|Well, HELLO, future husband! Also, source.|
The following day, we were up bright and early to stand outside the Spamalot theatre trying to get standing room tickets. By some miracle, we were successful, and paid a whopping $21 each to see a Broadway show. WIN. The best part about the show (besides the fact that it cost $21) was that Harry Groener played King Arthur. Of course, this meant that both Megan and I spent half of the show expecting him to turn into a giant snake at any moment, but it was still totally and utterly awesome. Also, John Cleese is the Voice of God. GENIUS.
The next day was a Sunday, so we went to Mass at St Patrick's Cathedral, and then figured we'd grab breakfast from somewhere on 5th Avenue. Except that we made it the entire 30 blocks from St Patrick's to the Met without coming across a single food place. So we figured we'd eat at the Met's cafe. Only to get there and discover that it didn't open for another 45 minutes. At least we were in one of the greatest museums in the world to take our minds off the fact that we were starving to death!
|Anyone else notice that this slightly blurry beastie has five legs? It's so that it has|
the right number whether you're looking at it from the front OR from the side!

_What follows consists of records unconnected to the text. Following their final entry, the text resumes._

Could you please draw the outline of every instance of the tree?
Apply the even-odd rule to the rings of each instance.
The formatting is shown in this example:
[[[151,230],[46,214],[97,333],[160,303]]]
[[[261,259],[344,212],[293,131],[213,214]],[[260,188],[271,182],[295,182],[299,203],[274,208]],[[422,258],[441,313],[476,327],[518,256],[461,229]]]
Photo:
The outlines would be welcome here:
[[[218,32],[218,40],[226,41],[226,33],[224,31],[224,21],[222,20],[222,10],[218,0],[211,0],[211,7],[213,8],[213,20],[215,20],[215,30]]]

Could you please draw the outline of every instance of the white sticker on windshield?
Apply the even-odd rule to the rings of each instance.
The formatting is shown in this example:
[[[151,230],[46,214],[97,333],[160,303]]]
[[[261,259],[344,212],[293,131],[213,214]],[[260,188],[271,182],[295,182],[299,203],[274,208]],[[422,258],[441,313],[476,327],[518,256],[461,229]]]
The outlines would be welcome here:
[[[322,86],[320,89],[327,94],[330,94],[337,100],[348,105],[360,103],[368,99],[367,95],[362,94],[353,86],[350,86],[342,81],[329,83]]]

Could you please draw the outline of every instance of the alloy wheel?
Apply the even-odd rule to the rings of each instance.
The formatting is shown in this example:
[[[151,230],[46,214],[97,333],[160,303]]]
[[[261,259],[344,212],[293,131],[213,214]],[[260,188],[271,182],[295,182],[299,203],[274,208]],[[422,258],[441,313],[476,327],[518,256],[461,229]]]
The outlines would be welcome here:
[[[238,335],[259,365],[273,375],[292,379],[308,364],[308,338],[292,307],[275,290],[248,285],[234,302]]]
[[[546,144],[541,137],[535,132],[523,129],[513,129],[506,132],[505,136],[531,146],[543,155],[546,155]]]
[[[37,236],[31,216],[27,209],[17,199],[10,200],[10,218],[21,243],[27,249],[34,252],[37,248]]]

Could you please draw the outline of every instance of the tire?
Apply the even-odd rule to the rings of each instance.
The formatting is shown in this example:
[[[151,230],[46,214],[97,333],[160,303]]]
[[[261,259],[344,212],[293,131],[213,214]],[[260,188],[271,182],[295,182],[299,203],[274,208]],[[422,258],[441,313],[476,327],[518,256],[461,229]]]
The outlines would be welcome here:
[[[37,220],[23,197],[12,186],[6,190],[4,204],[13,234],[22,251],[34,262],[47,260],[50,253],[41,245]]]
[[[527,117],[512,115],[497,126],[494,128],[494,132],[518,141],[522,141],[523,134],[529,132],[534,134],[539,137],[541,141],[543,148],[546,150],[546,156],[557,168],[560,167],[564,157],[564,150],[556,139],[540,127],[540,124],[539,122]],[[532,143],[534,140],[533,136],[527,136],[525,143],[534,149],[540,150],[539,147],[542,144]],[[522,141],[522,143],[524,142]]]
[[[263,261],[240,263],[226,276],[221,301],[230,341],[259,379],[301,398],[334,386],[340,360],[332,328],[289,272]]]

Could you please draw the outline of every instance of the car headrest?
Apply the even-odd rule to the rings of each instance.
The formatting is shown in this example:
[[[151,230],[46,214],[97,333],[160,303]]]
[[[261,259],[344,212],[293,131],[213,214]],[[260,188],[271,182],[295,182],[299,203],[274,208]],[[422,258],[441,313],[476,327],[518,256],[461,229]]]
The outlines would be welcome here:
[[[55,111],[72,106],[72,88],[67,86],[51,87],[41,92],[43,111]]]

Eventually, we tired of museuming, and walked the 40-odd blocks back to the hotel. It wasn't the best decision of all time, because a) FORTY BLOCKS, and b) it was about
Group of English guys walking through Central Park: If you kidnapped a family, would you take the dog?? [Six years later, I'm still trying to determine what my answer would be, and why they were debating it!]
[girl with giant boobs runs across the street as the lights change]
Random guy to his friend: Damn! She could have killed me with those things!
Our last full day in New York was spent doing touristy things, namely the Statue of Liberty:
And a view of the Brooklyn Bridge.
We briefly contemplated walking over to it, but UGH EFFORT. (Much the same thing happened on my trip to New York last year, which is how I've been to New York a bunch of times, but have never seen the Brooklyn Bridge up close. FAIL...)
The following day, we were flying out of Newark. We were far too cheap to take a taxi, so walked all over Midtown trying to work out where the buses left from. Clearly, this was a sign that we should have just paid the money and taken a taxi, because somewhere along the New Jersey Turnpike, the driver pulled over to the side of the road. We were momentarily confused, and then this happened:
Driver: Could everyone get off? The bus is on fire.
|Not our bus, obviously. Source|
Um. Whut. Everyone sat there for a few seconds processing the information, and then it was a free for all getting to the door. The bus driver was unloading luggage like a maniac, and we had to grab ours and head a little further down the road. Then some guy driving past yelled out of his window that we should all move because the gas tank was on fire, and the whole bus was going to explode. So we all went and hid at the front of a truck that had stopped to help. It turned out to be the battery and not the gas tank, so it wasn't QUITE as dramatic as it could have been.
Of course, the flaming bus story had an unexpected side effect. We must have looked a little shocked when we finally got to the check in counter, because the little woman on the desk asked if we were okay. And when we told her about the bus catching fire, she put us on an earlier flight which got us back to Tennessee about two hours earlier than scheduled. WIN.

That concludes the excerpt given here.